La realtà è che l’ideologia politica in Europa ha preteso di ignorare le leggi della domanda: le aziende «vulnerabili», quelle che hanno puntato tutto su una transizione elettrica forzata, si ritrovano oggi con piazzali pieni e margini a picco. Parallelamente, la Cina ha cambiato ruolo: da mercato di sbocco a concorrente diretto e aggressivo. Marchi come Byd e Leapmotor registrano crescite a tre o quattro cifre anche in Italia, segnalando un vantaggio competitivo costruito su costi, integrazione verticale e velocità di esecuzione.
Il nesso per il portafoglio del risparmiatore è brutale. I dati appena pubblicati dal Gruppo Volkswagen per il primo trimestre 2026 confermano che il «mal di Cina» è diventato cronico e forse irreversibile. Le consegne globali sono calate del 4% (2,05 milioni di unità), ma è il tracollo delle elettriche a far tremare Wolfsburg: un pesantissimo -64% in Cina e -80% negli Stati Uniti. La tenuta europea (+12%) non basta a compensare la fine degli incentivi e l’inasprimento dei dazi americani.
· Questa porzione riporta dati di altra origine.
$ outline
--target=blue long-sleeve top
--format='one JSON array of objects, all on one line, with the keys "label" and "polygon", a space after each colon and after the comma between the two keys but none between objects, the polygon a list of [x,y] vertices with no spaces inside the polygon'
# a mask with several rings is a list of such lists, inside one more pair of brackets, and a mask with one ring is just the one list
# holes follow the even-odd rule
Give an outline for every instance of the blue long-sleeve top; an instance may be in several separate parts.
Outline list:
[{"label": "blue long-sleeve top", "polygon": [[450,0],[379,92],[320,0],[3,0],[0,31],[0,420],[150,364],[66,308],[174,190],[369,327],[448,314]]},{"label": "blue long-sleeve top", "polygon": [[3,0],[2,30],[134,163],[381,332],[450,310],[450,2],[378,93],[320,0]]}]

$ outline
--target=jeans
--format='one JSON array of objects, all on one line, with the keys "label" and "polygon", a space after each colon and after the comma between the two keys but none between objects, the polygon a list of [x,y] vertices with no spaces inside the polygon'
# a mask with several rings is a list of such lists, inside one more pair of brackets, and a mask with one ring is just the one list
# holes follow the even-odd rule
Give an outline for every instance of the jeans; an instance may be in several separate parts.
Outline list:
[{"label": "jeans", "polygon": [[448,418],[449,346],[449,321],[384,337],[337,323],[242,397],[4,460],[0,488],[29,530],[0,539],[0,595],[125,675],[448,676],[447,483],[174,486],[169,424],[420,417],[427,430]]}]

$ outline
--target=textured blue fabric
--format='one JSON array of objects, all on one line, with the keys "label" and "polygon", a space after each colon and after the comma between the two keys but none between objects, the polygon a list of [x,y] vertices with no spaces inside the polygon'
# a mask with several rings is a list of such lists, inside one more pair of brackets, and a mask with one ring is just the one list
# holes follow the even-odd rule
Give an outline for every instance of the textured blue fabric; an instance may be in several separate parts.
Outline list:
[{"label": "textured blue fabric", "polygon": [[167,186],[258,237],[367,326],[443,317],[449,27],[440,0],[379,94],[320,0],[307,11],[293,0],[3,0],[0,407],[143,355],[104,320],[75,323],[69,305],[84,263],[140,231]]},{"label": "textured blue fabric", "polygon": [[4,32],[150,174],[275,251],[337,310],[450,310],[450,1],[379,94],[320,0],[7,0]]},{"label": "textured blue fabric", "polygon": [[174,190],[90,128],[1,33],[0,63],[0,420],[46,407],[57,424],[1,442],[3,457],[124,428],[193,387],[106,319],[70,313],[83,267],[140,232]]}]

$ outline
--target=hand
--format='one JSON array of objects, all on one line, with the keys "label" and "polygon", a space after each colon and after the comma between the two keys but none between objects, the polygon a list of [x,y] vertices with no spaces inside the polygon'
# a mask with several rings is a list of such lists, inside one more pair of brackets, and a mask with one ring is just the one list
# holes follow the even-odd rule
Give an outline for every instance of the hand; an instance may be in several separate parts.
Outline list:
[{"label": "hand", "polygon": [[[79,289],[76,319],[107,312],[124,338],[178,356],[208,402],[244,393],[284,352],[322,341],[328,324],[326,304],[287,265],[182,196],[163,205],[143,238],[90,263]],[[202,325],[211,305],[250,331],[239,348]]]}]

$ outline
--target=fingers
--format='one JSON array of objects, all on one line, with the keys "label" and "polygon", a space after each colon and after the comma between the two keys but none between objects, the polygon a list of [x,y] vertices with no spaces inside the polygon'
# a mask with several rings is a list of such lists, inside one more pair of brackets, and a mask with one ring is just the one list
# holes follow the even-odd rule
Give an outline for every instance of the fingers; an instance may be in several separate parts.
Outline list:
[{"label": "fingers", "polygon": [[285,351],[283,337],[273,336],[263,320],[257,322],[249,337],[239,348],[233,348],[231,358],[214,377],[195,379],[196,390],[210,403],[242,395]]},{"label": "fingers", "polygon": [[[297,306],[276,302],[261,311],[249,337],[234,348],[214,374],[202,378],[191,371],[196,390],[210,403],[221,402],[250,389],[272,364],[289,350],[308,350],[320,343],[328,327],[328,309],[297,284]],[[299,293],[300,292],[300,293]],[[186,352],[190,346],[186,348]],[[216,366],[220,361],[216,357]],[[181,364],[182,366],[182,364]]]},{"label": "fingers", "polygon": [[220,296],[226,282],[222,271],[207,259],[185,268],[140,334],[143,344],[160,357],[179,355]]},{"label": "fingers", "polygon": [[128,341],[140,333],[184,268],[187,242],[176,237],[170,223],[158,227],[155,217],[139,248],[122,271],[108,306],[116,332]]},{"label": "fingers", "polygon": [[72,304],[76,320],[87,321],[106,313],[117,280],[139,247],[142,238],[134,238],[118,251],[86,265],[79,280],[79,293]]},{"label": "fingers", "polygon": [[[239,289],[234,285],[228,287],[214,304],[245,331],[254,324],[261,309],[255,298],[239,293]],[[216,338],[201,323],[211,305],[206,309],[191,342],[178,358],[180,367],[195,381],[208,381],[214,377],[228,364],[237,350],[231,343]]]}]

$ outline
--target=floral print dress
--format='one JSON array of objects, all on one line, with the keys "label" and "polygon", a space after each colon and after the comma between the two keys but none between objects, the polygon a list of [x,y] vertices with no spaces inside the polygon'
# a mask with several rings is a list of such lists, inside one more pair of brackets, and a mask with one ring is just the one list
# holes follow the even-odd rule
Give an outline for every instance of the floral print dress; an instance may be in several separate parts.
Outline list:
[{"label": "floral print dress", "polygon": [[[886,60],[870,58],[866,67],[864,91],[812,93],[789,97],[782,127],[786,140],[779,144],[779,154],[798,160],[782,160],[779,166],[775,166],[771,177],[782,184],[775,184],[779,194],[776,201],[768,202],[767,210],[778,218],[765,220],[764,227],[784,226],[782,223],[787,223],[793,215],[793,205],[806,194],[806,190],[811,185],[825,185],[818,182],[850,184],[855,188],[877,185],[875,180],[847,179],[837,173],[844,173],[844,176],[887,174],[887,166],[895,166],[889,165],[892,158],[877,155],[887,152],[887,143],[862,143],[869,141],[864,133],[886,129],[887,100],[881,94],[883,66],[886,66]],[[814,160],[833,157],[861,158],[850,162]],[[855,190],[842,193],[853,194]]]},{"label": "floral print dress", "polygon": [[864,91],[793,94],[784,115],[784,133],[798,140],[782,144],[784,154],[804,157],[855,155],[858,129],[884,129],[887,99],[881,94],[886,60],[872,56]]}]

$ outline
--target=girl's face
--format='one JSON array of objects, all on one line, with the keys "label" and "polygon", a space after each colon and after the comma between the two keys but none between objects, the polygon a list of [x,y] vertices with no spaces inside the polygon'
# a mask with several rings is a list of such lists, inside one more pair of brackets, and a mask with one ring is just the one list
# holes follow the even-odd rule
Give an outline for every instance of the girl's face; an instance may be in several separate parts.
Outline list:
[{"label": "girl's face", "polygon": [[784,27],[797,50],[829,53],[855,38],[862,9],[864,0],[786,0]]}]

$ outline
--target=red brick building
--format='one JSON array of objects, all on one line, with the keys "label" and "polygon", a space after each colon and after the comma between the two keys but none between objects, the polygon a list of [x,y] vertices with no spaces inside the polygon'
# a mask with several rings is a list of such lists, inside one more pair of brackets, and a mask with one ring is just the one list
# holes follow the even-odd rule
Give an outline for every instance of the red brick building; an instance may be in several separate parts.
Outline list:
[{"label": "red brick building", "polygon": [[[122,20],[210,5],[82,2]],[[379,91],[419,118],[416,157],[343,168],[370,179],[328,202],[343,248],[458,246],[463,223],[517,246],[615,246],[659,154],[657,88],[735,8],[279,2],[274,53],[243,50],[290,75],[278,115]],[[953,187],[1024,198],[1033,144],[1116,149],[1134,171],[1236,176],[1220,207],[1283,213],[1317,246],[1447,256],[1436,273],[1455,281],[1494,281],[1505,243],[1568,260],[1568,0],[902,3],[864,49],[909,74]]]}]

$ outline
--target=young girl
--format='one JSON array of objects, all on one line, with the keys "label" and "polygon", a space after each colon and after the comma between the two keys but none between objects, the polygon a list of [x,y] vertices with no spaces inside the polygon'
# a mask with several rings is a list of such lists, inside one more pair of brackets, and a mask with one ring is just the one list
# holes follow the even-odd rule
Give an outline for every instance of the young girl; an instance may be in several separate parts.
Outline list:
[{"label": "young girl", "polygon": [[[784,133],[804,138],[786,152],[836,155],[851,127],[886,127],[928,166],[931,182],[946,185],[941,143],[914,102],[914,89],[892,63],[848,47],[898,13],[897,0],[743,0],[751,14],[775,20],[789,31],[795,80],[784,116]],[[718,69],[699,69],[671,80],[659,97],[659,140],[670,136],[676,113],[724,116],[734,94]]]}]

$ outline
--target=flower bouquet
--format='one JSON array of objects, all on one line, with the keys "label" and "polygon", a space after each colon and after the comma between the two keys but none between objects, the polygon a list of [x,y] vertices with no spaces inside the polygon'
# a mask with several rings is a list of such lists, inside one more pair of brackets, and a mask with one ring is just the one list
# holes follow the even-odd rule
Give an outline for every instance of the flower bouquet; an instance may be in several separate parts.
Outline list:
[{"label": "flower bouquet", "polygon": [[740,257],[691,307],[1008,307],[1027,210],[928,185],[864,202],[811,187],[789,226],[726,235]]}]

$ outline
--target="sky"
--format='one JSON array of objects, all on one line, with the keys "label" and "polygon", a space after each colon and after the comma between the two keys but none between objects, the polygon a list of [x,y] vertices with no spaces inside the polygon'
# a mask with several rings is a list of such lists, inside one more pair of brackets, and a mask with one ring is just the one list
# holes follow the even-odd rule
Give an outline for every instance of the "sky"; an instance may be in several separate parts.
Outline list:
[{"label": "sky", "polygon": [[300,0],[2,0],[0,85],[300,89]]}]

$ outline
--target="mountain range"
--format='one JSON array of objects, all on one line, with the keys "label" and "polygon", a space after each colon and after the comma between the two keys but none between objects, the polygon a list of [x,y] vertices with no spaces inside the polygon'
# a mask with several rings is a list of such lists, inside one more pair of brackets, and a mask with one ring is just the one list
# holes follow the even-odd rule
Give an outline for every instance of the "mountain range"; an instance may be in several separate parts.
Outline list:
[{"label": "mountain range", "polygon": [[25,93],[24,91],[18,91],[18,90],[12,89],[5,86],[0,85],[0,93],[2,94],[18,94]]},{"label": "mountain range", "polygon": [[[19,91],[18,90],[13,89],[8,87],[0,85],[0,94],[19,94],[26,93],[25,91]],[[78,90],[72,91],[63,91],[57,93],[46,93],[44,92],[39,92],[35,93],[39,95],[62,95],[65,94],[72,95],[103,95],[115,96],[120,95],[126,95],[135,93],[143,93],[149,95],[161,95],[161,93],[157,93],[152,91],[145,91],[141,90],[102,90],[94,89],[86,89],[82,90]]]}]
Come osserva Salvatore Gaziano, responsabile delle strategie di investimento di SoldiExpert Scf: «Volkswagen sta vivendo il suo momento più buio: il mercato cinese, che un tempo garantiva profitti certi, oggi rigetta i modelli tedeschi. Il rischio per chi ha il titolo in portafoglio è di restare intrappolati in un gigante che fatica a ruotare la sua enorme stazza verso ciò che il cliente vuole davvero: auto accessibili, concrete e con motorizzazioni affidabili».
In questo scenario, Stellantis affronta una transizione manageriale critica. Il nuovo numero uno, Antonio Filosa, è chiamato a ricostruire un gruppo segnato dalla precedente gestione di Carlos Tavares, lodata per il cost-cutting ma accusata di aver compresso investimenti e qualità. «Filosa sta tentando di rimettere in carreggiata un’auto che rischiava il deragliamento», osserva l’analista e consulente finanziario indipendente. «Ha ereditato una struttura dove l’ossessione per il bilancio a breve termine ha logorato la qualità e la fiducia della rete».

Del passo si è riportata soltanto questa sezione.